Era 1968. O Brasil estava vivendo anos obscuros. A maioria da população sequer sabia do que rolava nos calabouços. O Brasil decepcionou na Copa de 1966. A rainha Elizabeth II viu sua Inglaterra vencer dentro de casa a Alemanha e levantar a única taça que conquistou até hoje.
Talvez para tirar uma onda em cima dos brasileiros, Elizabeth resolveu visitar o Brasil dois anos depois. Leitora de Jorge Amado e apreciadora de Dorival Caymmi e João Gilberto, eis que a dona da zorra toda do Reino Unido também decidiu dar um pulinho na Bahia.
Ela e Philip, o fanfarrão, aportaram o iate real na capital Salvador e fizeram visita de turista de um dia pela soterópolis. Num desses passeios, em pleno Pelourinho, curtindo uma roda de samba com nomes como Camaféu de Oxossi e Riachão, pousou seus olhos de realeza sob um plebeu pescador. Zezinho estava lá, acompanhando a visita da mulher mais poderosa do mundo.
Conhecido na pesca do robalo, Zezinho, com seus 30 e um ou dois anos – a mãe dizia que ele foi registrado um ano depois – era um moreno de cor forte, pele queimada brilhosa. Vestia uma camisa regata surrada, que delineava os músculos construídos na lida, sem o uso de whein protein. Tinha olhos amendoados e o cabelo do tipo sarara.
Elizabeth estacionou os olhos reais por exatos 10 segundos sob aquela figura forte, esguia. Zezinho olhou diretamente nos olhos de sua majestade, naquele momento, com 42 anos e que já tinha na sua prole Charles, o boa vida que um dia viraria rei e teria finalmente que trabalhar.

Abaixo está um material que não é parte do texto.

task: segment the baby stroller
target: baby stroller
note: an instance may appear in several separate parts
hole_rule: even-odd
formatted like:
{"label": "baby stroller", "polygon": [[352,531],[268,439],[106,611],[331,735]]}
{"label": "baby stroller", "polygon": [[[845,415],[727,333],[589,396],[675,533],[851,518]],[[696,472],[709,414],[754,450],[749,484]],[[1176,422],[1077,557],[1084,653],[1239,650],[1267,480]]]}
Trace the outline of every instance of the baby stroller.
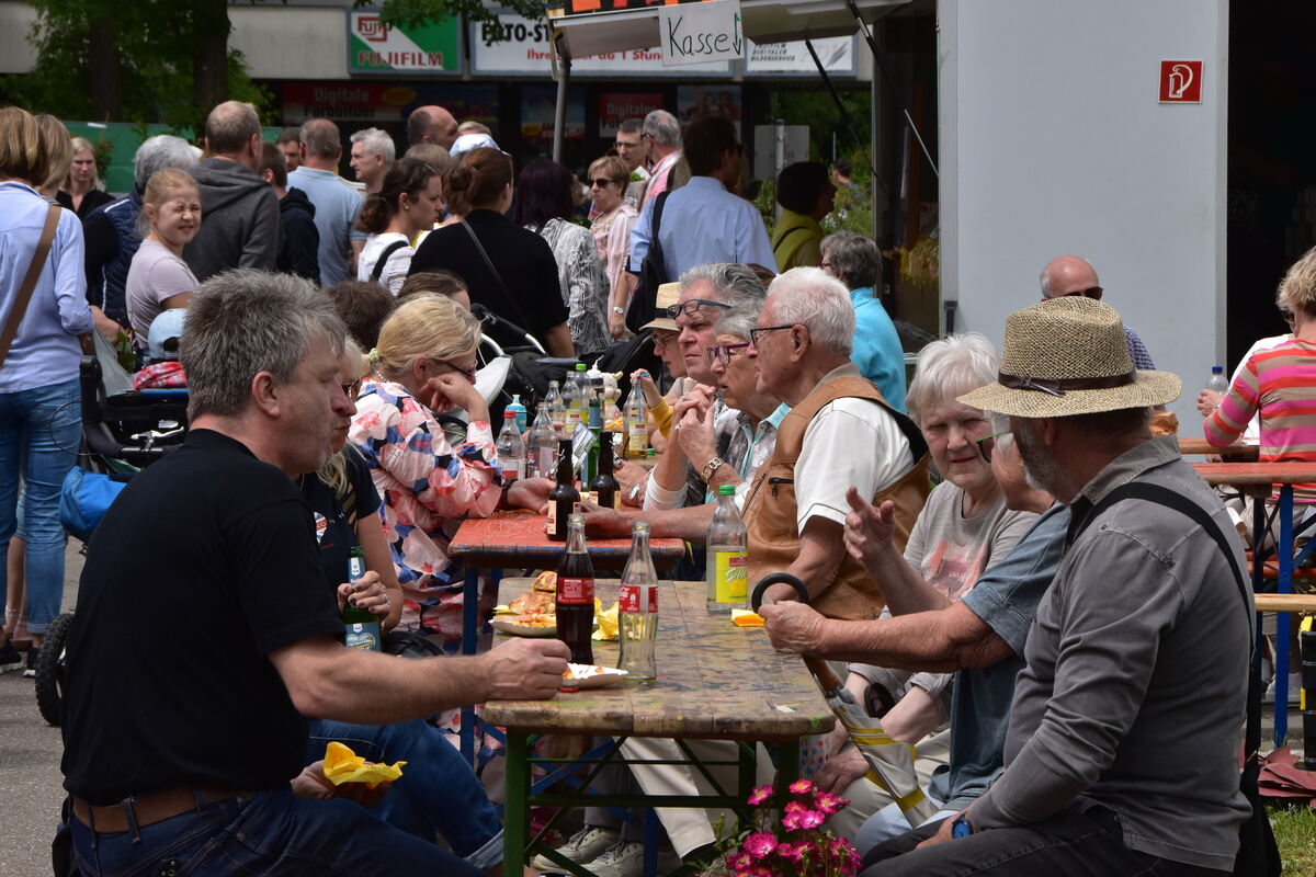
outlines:
{"label": "baby stroller", "polygon": [[[133,389],[114,348],[92,333],[95,354],[82,358],[83,440],[64,479],[59,517],[86,543],[111,502],[142,467],[176,450],[187,434],[186,389]],[[50,724],[63,717],[64,643],[72,613],[57,615],[37,653],[37,709]]]}

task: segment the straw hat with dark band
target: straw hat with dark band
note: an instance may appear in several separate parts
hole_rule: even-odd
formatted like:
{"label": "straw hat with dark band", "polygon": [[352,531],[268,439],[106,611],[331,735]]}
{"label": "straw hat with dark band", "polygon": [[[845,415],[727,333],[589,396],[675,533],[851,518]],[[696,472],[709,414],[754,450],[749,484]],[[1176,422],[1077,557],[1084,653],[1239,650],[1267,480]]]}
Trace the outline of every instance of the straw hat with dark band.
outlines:
{"label": "straw hat with dark band", "polygon": [[671,308],[680,300],[680,284],[679,283],[665,283],[658,287],[658,296],[654,300],[654,318],[646,322],[640,329],[665,329],[667,331],[680,331],[680,326],[676,321],[667,316],[667,308]]}
{"label": "straw hat with dark band", "polygon": [[1182,388],[1178,375],[1133,368],[1115,308],[1066,296],[1007,317],[1000,376],[958,401],[1015,417],[1069,417],[1163,405]]}

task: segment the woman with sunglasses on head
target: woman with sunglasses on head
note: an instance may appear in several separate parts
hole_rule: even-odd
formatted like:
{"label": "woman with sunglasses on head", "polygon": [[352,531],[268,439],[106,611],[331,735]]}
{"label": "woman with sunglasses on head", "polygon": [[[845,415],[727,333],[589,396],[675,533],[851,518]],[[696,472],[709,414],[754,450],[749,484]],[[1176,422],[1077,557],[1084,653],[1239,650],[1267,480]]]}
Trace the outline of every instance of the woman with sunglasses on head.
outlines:
{"label": "woman with sunglasses on head", "polygon": [[630,262],[630,229],[640,218],[625,200],[629,181],[625,162],[615,155],[590,166],[590,193],[599,210],[590,230],[608,276],[608,335],[613,339],[626,334],[626,306],[630,304],[626,263]]}
{"label": "woman with sunglasses on head", "polygon": [[[447,557],[449,540],[457,521],[487,517],[504,493],[488,406],[475,389],[479,338],[479,321],[450,298],[401,302],[379,330],[374,373],[362,384],[349,433],[383,497],[384,534],[405,597],[401,627],[450,648],[462,635],[462,569]],[[467,417],[458,447],[436,418],[453,408]],[[541,497],[524,481],[513,489],[522,505],[544,508],[547,490]]]}

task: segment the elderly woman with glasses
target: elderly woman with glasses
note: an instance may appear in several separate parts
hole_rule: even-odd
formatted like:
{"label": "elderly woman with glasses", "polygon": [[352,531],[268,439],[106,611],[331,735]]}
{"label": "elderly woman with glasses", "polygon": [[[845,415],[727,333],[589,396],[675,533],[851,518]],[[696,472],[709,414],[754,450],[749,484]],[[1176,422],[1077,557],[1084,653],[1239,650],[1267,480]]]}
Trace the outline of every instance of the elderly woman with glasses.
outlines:
{"label": "elderly woman with glasses", "polygon": [[[992,426],[980,409],[955,401],[995,381],[998,371],[996,351],[978,334],[950,335],[932,342],[919,354],[905,404],[944,480],[919,513],[903,554],[890,533],[873,529],[875,525],[869,517],[850,515],[845,530],[846,548],[863,563],[890,606],[900,606],[900,596],[916,593],[913,584],[920,581],[946,600],[961,598],[983,571],[1009,554],[1037,519],[1032,511],[1007,509],[1004,492],[988,460],[995,438]],[[854,502],[861,500],[851,492]],[[951,678],[949,673],[911,675],[850,665],[848,688],[874,715],[882,717],[887,734],[919,744],[916,767],[924,782],[933,768],[945,763],[949,752],[946,732],[924,738],[950,718]],[[828,790],[840,792],[862,777],[867,765],[853,748],[840,751],[846,743],[844,728],[830,743],[834,755],[816,778]],[[865,798],[871,801],[862,802],[850,818],[859,819],[890,802],[875,789],[869,792],[871,794]]]}
{"label": "elderly woman with glasses", "polygon": [[[374,373],[349,434],[383,498],[404,596],[400,626],[450,647],[461,640],[462,569],[447,557],[449,540],[461,518],[487,517],[503,496],[488,406],[475,389],[479,337],[479,321],[450,298],[418,295],[400,304],[379,330]],[[453,408],[468,418],[458,447],[436,417]],[[525,505],[542,508],[524,484],[519,489]]]}
{"label": "elderly woman with glasses", "polygon": [[625,200],[629,181],[625,162],[615,155],[590,166],[590,195],[599,210],[590,230],[608,275],[608,334],[613,339],[626,334],[626,305],[630,304],[626,263],[630,262],[630,229],[640,218],[636,208]]}

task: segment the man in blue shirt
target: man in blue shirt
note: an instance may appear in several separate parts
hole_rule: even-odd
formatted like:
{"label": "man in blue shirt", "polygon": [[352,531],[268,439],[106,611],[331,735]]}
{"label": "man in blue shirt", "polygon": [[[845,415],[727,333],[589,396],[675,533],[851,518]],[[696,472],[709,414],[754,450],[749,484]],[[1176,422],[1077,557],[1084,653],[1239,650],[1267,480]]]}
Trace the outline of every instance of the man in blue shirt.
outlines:
{"label": "man in blue shirt", "polygon": [[[728,189],[740,176],[744,147],[736,126],[721,116],[707,116],[686,129],[682,138],[690,181],[671,192],[658,224],[663,268],[675,280],[687,268],[712,262],[761,264],[776,271],[776,259],[758,209]],[[630,231],[630,273],[638,275],[653,241],[655,201]]]}

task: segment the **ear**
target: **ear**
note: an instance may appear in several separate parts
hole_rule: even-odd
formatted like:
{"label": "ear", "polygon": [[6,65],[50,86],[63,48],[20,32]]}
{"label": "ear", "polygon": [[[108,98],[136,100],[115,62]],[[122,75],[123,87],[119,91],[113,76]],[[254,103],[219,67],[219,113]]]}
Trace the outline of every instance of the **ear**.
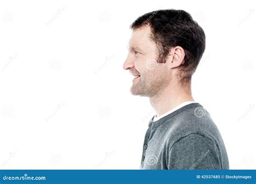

Dez segundo de troca de olhares. Um filme passou na cabeça da monarca. Uma vida simples, ao lado de homem moldado no balanço do mar. Aquele momento em que a vida passa diante da gente. Leitora de Jorge Amado, imaginou um mundo novo. Um mundo sem as exigências de etiqueta, sem aquele povo chato, cheio das nove horas, empostado. Um mundo onde poderia pisar na terra, na areia. Onde comeria moquecas de frutos do mar, onde não teria obrigações estéticas ao sentar à mesa; onde não precisaria segurar o garfo e outros talheres como se fossem joias preciosas.
Zezinho notou que o olhar de Beth era profundo. Apesar de estar no meio de uma multidão suada sob aquele sol forte de Salvador em novembro, quase Verão, conseguia sentir o perfume daquela dama de pele clara, olhar carismático. Sorriu para ela.
Beth esboçou também um sorrido, mas foi arrancada do sonho por um puxão de Philipe que achava que a rainha cansara em meio a toda aquela gente de pele morena, negra, escurecida pelo sol forte que fazia o príncipe sentir o couro cabeludo fritando.
Dez segundos.
Na passagem do bicentenário da independência do Brasil, a rainha Elizabeth, dias antes de deixar a vida, aos 96 anos, mandou uma mensagem aos brasileiros e lembrou por um momento daqueles dez segundos. De como imaginou uma vida diferente. De como se sentiu plebeia, feliz, sentindo o vento no rosto, nadando na praia de Itapuã; comendo churrasco na laje, ao invés dos banquetes insossos do palácio de Buckingan.
O que poderia ter sido sua vida, não fosse rainha, não fosse britânica, não fosse herdeira do trono mais importante na terra. De como seria feliz ao lado de Zezinho.
(Zezinho também lembra daquele momento. Chegando perto dos 90 anos, ainda está firme e forte ao lado de Zefinha, sua companheira da vida toda. Essa história ele contou inúmeras vezes nas rodas de amigos e familiares. Zezinho virou uma lenda).